Tuesday, June 3, 2014

Wanting to do so much . . .

I have so many ideas in my head that I end up completely overwhelmed into inaction. I tell myself it’s better to have too many ideas than not enough, but sometimes I wonder.

Here's what I want to do:

I want to make more physical collages. I want to create a series of photomontages. To make artist books. To make photo books. I want to play with image transfers. To make artistic wall hangings. I want to re-start my photo-a-day project. I want to create more faux postcards.

I want to create an online class in contemplative photography. To create painterly photographs using various paint programs. To work more with black and white. I want to create e-books. I want a Gelli plate. I want to paint more. To make bowls made of paper. To paint pumpkins and photograph them.

I want to do a blog post listing all the creative ideas I come up with in a week. I want to do more long-exposure photography. I need to clean my cameras’ sensors. I need a rigger brush. I need to do more with antique keys — I have a whole jar of the damned things. I want to create a series of mini-collages. I’ve done three so far . . .

See what I mean? I feel like woodpeckers are pounding on my head. All. The. Time.

The result is that I’m excited and enthusiastic about doing all this stuff, but where to begin? I end up sitting on the couch with my iPad looking at Pinterest and other people’s blogs about what THEY are doing, which gets me all stoked up, but then depressed that I have all this talent and I’m not creating very much.

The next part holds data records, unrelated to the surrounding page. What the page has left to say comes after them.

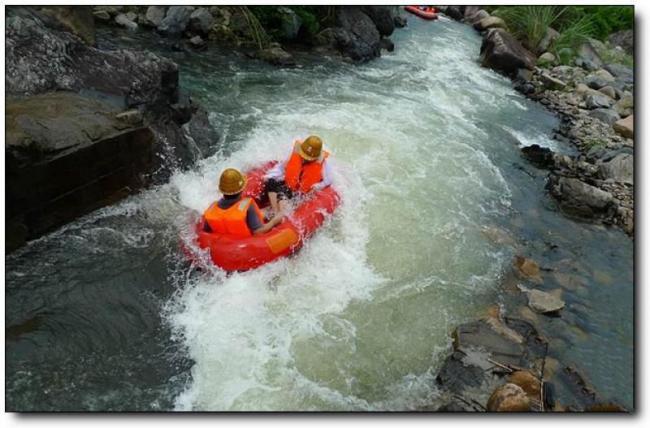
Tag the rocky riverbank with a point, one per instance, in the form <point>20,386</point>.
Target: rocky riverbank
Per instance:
<point>86,127</point>
<point>501,363</point>
<point>55,75</point>
<point>594,99</point>
<point>270,33</point>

So then I read a blog post by Leo Babauta, who has a blog called “zenhabits.” Here’s a link to the post: http://zenhabits.net/act/

He suggests telling someone I’m going to do something. Then carve out time to do it, even if it’s just 10 minutes a day. He recommends starting small. Then really commit — post your intention on your blog, on Facebook, on Twitter. Tell 100 people about it.

So, here’s my plan: Concentrate on one thing: collage. Spend at least 30 minutes a day working on physical collages. Thirty minutes is easy. (I did two hours this morning and thought it was just one hour.) I have the papers. I have the substrates. I have the tools.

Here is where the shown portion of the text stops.